Griffith's Valuation of 1860 records that Nos. 3–13 College Place North were owned by Thomas McCammon, a tanner, leather merchant, and flour miller who operated from a tannery on King Street directly to the north, and who was also the lessor of a number of other dwellings in the area. In 1860, No. 9 was occupied by Caroline Cunningham and valued at £10, slightly above the £9 attributed to the other houses on the terrace. By 1868 a Ms. Lloyd had taken possession. Robert Beattie, a mechanic, was recorded as tenant in 1877 and 1880, and also occupied the adjoining No. 7 in 1880. By 1881 John Ballagh was in residence, remaining until some point before the Belfast Revaluation of 1900, by which time ownership of the terrace had passed to Samuel Gibson, a druggist and general merchant with properties on King Street. The 1900 Revaluation described No. 9 as a two-storey dwelling approximately fifty years old, fitted with gas installations, and possessing five inhabited rooms including sitting rooms and bedrooms but excluding the kitchen. Its value was slightly increased to £10 10s, and the occupant at that time was Samuel James, who paid an annual rent of £17. The 1901 Census records Samuel James (aged 50, Church of Ireland) as a Sergeant in the Royal Irish Constabulary, living at the address with his wife Evangeline (aged 40) and their seven children. The census building return described the dwelling as a second-class house consisting of six rooms with no out offices. By 1910, John Dermot was recorded as occupant; the 1911 Census records Dermot (aged 42, Roman Catholic) as a constable in the Royal Irish Constabulary, residing there with his wife Annie (aged 32) and their four infant children, with no alteration noted to the property's description. Despite James having vacated around 1910, he continued to be recorded in the Annual Revisions until their cancellation in 1930. At least one other occupant, Maud McMahon, was recorded at the address from 1918 and was still in residence at the time of the First General Revaluation of Northern Ireland in 1935, when the property was revalued at £13 10s. McMahon had vacated by the Second General Revaluation, and by 1956 the property was occupied by a Mr. or Mrs. B. Kelly. The value stood at £14 by the end of that revaluation in 1972.

The terrace was listed in 1977 on the grounds that it represented a rare surviving example of two-storey early 19th-century housing in the area. In the period following its listing, the group fell into disrepair through neglect and vandalism, and by the 1990s over half of the houses on the terrace lay vacant, though No. 9 was among those maintained in generally good condition. James Neill's original Victorian mill was demolished in 1986–87 and replaced with the current structure. In 1992, Neill's Mill requested the delisting of College Place North with the intention of demolishing the terrace and incorporating the site into the factory.

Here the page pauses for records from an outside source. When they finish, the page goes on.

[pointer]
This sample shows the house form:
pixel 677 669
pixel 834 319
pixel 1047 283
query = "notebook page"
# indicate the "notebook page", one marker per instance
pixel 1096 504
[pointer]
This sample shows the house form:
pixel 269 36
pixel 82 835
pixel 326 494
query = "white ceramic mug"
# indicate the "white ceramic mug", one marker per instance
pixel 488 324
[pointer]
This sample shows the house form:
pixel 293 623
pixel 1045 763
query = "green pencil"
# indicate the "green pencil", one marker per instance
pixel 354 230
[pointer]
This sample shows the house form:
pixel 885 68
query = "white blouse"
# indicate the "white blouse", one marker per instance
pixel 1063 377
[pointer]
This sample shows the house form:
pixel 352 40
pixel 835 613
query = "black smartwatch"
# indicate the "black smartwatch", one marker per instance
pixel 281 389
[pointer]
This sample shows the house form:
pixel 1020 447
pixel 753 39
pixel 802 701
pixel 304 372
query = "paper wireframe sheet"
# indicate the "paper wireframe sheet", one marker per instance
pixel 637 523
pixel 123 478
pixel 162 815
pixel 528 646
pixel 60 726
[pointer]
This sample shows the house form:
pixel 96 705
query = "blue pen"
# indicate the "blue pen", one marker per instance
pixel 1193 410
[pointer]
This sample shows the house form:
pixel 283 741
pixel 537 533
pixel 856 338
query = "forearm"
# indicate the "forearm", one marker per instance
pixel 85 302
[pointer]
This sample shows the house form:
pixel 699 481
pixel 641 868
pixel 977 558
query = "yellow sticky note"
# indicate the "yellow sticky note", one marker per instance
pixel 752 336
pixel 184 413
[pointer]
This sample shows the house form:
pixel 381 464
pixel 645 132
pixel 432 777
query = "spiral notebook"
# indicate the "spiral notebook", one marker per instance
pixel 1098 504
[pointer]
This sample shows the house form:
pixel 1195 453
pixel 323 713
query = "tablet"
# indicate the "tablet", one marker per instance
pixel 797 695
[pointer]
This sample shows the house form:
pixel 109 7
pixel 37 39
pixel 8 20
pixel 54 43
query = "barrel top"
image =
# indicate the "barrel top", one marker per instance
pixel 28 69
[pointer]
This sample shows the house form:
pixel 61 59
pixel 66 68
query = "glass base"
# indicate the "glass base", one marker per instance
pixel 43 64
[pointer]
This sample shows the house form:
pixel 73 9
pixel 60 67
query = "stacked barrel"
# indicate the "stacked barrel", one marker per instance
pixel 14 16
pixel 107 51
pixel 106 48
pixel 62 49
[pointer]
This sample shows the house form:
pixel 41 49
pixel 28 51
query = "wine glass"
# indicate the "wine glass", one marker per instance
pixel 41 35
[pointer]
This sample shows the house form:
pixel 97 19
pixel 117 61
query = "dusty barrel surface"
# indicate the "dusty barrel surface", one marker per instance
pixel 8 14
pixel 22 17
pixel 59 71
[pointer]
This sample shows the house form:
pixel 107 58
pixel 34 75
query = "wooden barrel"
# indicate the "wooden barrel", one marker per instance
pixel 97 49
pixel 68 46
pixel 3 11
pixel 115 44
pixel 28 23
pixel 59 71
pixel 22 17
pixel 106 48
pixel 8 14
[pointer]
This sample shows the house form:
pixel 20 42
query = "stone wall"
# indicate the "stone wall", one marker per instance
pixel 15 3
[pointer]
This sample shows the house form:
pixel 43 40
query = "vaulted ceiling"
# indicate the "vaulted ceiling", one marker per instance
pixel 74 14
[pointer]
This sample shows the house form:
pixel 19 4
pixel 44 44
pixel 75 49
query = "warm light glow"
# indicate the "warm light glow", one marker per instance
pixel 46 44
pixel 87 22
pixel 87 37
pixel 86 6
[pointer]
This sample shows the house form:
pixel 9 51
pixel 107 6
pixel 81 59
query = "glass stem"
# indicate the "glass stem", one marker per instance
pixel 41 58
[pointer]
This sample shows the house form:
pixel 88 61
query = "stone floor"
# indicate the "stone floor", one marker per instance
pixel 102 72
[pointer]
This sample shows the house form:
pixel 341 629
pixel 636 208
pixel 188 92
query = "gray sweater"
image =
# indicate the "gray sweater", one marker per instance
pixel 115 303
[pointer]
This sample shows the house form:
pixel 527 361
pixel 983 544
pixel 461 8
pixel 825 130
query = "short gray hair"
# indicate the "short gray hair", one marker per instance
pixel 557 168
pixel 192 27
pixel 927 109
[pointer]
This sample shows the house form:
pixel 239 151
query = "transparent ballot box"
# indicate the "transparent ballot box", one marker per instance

The request was rejected, and a renovation project was subsequently carried out on Nos. 3–13, restoring the original character of the terrace.

Charles Brett, writing in 1985, described Nos. 3–13 College Place North as "enchanting little two-storey mid-Georgian houses" and praised the intact glazing bars, though he attributed the terrace to a period earlier than the evidence supports; the terrace most certainly post-dates the 1832–33 Ordnance Survey map and was most likely built around 1840–50. Patton, writing in 1993 at the time of the restoration, described Nos. 3–9 as an "obtuse-angled terrace of two-storey red-brick houses with some surviving three-lobe fanlights over four-panel doors in simple doorcases." The original fanlight at No. 9 is the only example among the terrace to have survived, and the glazing bars noted by Brett have also been maintained.